Drug docking software (e.g. Rary et al. 1996; Nabuurs et al. 2007) can be used to detect the binding sites of compounds such as heme groups or co-enzymes. However, relevant biological information is needed to select compounds that may be bound to the protein. Copying the binding site from the template structure is the simplest method, but does not work for ab initio folding models. For such models, spectroscopic analysis of the protein can provide insight on which compounds are bound. This approach is not limited to homology modelling; X-ray crystallography can also benefit from spectroscopic analysis of a protein to identify a bound compound (Chen et al. 2002).

Incorporating ions can be an additional step of the modelling process. Nayal and Di Cera (1996) have suggested a method to detect sodium binding sites in protein structures which can be extended to detect various other ion binding sites. Of course, any additional experimental data can guide this ion site detection process. Especially tightly bound functional ions that co-purify with the protein can be detected by means of spectroscopic analysis. A significant number of PDB files have bound ions or water molecules that were erroneously assigned. We have observed , and Na⁺, K⁺, Mg²⁺, Ca²⁺, and NH₄⁺ ions that should actually be one of the others in this list. This is the result of X-ray spectroscopy having difficulties distinguishing between H₂O, NH₄⁺, Na⁺ and Mg²⁺ because these entities have equally many electrons, and so do K⁺ and Ca²⁺.
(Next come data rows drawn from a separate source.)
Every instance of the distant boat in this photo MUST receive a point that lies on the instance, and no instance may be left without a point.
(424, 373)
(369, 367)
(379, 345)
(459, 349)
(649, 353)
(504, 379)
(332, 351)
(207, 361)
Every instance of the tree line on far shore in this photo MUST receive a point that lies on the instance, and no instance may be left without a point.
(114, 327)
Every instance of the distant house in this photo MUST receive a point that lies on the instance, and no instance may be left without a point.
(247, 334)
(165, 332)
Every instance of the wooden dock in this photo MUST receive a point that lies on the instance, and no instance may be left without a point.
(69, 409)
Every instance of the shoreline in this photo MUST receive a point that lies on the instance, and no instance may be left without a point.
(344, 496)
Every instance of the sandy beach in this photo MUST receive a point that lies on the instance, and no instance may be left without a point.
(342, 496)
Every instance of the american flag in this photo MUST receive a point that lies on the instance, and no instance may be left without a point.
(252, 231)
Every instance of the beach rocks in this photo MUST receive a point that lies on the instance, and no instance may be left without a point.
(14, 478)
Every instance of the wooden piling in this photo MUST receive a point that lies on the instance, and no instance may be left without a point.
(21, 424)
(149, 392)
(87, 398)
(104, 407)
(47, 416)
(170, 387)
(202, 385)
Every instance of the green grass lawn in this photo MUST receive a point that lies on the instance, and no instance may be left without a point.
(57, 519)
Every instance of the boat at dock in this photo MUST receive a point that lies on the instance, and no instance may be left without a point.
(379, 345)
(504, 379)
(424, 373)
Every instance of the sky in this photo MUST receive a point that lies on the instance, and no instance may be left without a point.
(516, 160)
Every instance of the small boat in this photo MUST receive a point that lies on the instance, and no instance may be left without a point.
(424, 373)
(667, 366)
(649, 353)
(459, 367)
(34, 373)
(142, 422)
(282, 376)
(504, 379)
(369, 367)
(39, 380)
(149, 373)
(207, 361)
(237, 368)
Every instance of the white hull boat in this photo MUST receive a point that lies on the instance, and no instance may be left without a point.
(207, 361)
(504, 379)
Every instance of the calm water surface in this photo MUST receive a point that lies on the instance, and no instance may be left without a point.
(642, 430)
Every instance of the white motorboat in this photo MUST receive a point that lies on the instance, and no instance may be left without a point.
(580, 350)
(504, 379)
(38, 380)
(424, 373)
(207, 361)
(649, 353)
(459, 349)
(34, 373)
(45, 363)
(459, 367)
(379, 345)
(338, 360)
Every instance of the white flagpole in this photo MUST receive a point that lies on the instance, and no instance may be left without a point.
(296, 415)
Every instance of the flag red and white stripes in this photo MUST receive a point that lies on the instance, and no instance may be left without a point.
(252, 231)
The power of force-field based model optimization methods can be reduced significantly when such problems include a difference in the ionic charge. It is therefore very important to (experimentally) validate the ions in template structures when these are important for the final homology model.

Carbohydrates can be modelled at the final stage of the homology modelling process, but this does not always reflect the protein folding process. Carbohydrates are not only added in post-translational modification, but also during the protein expression by the ribosome. They are important in the protein folding process and the detection of misfolded proteins (Parodi 2002). It may therefore prove interesting to add the necessary carbohydrates to the unfolded protein before ab initio folding. Apart from their role in protein folding, carbohydrates are sometimes important in oligomerisation of proteins. For instance, the neuraminidase protein from influenza shows different glycosylation states in its monomeric, dimeric, and tetrameric states. The carbohydrates in tetrameric state provide extra stability and, in the case of the Spanish flu influenza virus, resistance to trypsin digestion leading to increased virulence (Wu et al. 2009).
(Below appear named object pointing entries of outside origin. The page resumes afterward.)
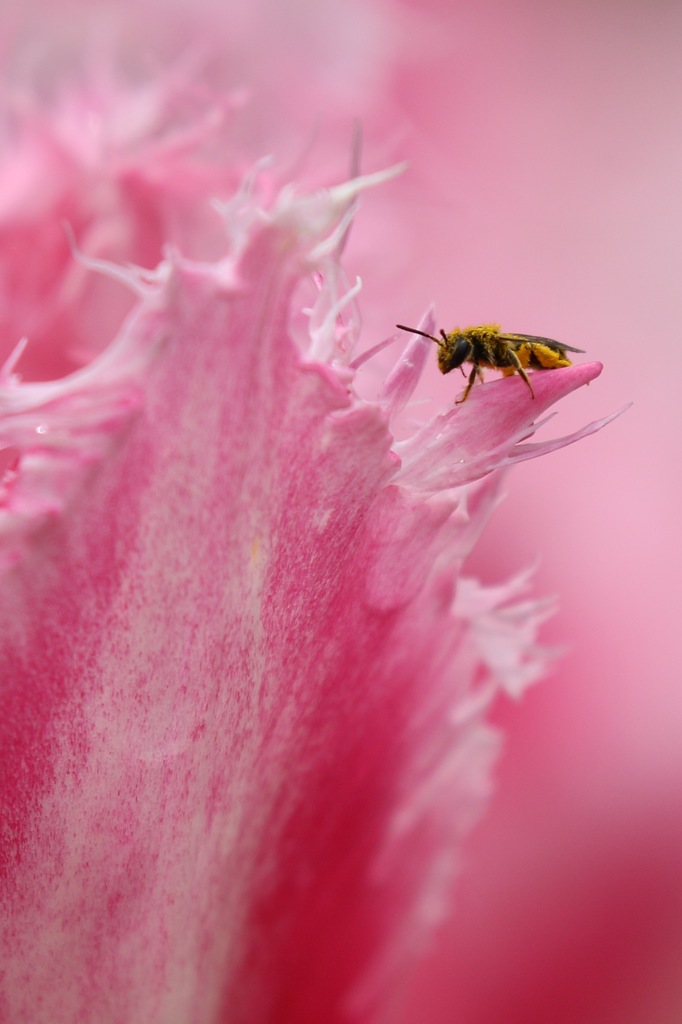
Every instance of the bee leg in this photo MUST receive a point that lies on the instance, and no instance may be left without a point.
(472, 378)
(519, 369)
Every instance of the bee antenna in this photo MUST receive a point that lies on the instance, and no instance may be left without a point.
(414, 330)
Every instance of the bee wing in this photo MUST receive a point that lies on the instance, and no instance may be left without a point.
(534, 339)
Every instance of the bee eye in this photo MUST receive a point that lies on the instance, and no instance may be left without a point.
(461, 351)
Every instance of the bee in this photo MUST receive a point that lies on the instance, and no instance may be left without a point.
(487, 346)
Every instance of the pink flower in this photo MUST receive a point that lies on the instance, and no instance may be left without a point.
(245, 683)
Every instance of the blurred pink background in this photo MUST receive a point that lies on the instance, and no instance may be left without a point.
(545, 151)
(545, 186)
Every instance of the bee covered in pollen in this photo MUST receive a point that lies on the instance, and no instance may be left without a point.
(487, 346)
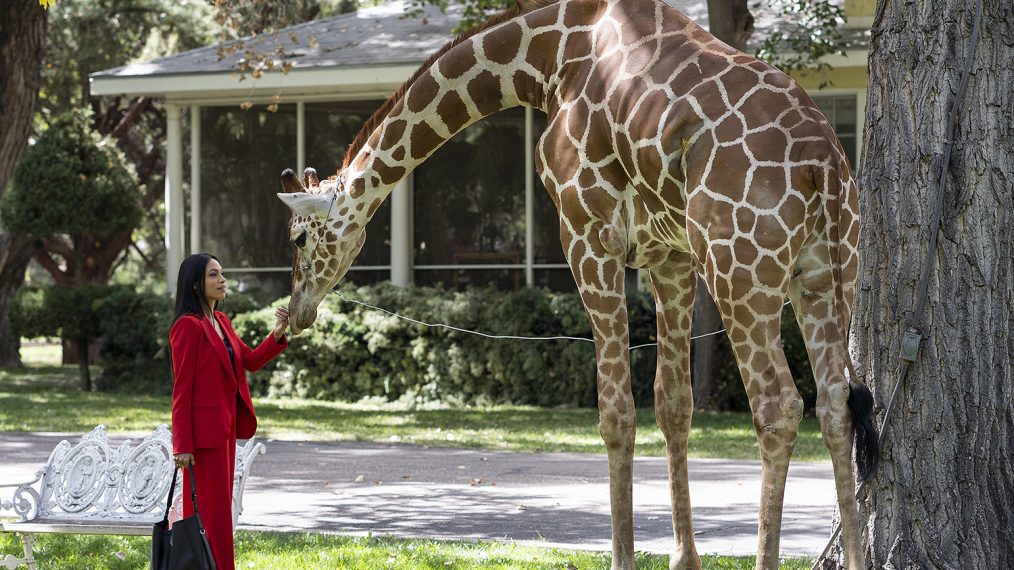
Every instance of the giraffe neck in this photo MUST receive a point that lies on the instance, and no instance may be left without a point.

Figure 27. Tetrameric form of whale influenza neuraminidase (PDBid 2r8h, Smith et al. 2006), coloured by monomer. Protein chains are displayed in ribbon representation, carbohydrate atoms in ball representation. The carbohydrates of one monomer interact with the adjacent monomer thus stabilizing the tetramer.

This shows the vital (and sometimes lethal) importance of considering carbohydrates in homology models.